When I have a really tough debugging problem and I can't seem to get there, I put on my hat -- an authentic English deerstalker such as is worn by Sherlock Holmes. It always puts me in the right frame of mind to reëxamine the evidence one more time and see what I missed before.
The worst thing you can do? Look at your design or code and say "it's got to work!" Obviously it doesn't, so assuming otherwise is not going to put you in the right frame of mind for debugging it.
"A student once asked me how I learned how to debug. I hadn't really thought about it before, but after considering the question a bit I told him it was probably the many detective novels I read as a teenager."
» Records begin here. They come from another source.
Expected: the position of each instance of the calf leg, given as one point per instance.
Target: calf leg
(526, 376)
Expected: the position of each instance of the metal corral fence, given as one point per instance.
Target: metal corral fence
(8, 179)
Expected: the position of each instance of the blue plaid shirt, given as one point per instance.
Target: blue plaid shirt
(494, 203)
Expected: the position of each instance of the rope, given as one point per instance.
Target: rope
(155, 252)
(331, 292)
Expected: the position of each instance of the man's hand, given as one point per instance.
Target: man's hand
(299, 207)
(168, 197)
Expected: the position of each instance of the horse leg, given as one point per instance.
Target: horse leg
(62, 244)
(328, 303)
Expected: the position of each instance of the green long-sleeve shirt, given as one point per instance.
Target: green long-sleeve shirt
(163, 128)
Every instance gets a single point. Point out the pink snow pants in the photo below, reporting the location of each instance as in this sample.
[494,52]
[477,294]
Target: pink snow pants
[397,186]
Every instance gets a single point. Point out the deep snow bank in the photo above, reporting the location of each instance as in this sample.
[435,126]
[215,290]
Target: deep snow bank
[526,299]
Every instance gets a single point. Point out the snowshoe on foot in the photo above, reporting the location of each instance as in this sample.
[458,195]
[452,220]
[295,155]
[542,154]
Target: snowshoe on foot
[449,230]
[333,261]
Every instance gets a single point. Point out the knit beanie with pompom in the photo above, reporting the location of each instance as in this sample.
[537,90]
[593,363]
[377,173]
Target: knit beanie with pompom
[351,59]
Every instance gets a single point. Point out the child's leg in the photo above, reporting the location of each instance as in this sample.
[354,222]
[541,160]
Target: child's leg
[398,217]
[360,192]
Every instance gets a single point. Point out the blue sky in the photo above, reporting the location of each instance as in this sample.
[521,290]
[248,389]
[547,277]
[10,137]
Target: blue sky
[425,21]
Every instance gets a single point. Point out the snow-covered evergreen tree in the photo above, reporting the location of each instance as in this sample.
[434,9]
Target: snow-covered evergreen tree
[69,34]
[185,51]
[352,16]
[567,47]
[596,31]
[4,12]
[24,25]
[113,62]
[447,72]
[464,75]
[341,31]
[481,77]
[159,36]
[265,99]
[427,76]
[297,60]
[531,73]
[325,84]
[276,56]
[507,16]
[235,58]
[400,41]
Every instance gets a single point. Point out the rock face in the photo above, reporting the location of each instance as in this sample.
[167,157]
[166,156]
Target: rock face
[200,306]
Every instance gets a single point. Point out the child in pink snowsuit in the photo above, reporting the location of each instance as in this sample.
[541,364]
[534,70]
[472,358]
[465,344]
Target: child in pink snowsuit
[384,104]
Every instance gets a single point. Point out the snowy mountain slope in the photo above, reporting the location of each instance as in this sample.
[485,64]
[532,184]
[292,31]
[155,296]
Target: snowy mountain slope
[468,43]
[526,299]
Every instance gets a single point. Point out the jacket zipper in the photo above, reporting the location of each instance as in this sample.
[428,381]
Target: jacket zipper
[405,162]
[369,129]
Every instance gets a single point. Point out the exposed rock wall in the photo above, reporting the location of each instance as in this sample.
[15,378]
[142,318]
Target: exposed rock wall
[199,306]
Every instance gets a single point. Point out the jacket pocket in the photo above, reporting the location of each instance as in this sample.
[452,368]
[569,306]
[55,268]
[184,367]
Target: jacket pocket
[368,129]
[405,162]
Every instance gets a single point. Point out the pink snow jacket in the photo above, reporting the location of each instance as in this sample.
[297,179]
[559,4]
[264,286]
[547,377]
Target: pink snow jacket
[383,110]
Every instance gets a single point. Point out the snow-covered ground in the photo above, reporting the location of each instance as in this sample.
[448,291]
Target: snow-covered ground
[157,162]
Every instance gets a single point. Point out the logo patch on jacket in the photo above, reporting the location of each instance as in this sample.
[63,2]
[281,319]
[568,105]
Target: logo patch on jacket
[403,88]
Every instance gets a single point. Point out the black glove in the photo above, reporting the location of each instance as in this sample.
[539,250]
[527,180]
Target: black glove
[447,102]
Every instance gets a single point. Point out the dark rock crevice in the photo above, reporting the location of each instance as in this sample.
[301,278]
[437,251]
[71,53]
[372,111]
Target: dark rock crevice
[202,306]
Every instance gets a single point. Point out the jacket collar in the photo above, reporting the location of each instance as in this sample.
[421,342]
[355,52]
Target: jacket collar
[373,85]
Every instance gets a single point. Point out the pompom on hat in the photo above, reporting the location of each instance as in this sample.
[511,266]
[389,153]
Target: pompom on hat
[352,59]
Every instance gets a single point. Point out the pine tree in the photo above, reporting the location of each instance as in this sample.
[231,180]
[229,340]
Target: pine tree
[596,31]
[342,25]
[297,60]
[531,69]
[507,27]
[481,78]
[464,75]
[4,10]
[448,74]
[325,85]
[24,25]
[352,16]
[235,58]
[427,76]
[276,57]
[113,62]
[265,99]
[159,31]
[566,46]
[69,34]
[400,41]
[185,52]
Or perhaps you were drawn to such material because you already possessed a problem-solving "gene" - a trait that I suspect may be common among engineers.
I couldn't agree more about the critical need for good troubleshooting skills in engineering, having launched several new content sections on EE Times and Design News like Engineering Investigations and Made by Monkeys, where engineers relate stories involving mysterious problems and how they were resolved. Though nothing takes the place of hands-on experience, I think that engineers can learn from the story-telling by other engineers on problems they solved. Detailing their thought process of what they tried and why and what worked and what didn't work is an important transfer of hard-earned experience.
A primer in general systems theory might be helpful. Do engineering schools provide that at all? Understanding of fundamentals like unintended consequences and the like ought to be second nature to engineering graduates!!
There are also some tricks that probably seem obvious to most readers, but things like dividing the problem temporally and physically.
SO you try and trace forward to the point where abnormal behavior first appeared...or trace backward through time all the points where the abnormal behavior existed to try and find a point of injection.
Similarly if you can cut away parts of the circuit as being OK, what is left should be the most likely source of the error.
All good Sherlock Holmes stuff. "When you have eliminated the impossible, whatever remains, however improbable, must be the truth."
And always check your assumptions.
Very often the source of the problem that escapes detection for a long time is some fact or condition that was not deemed worth checking.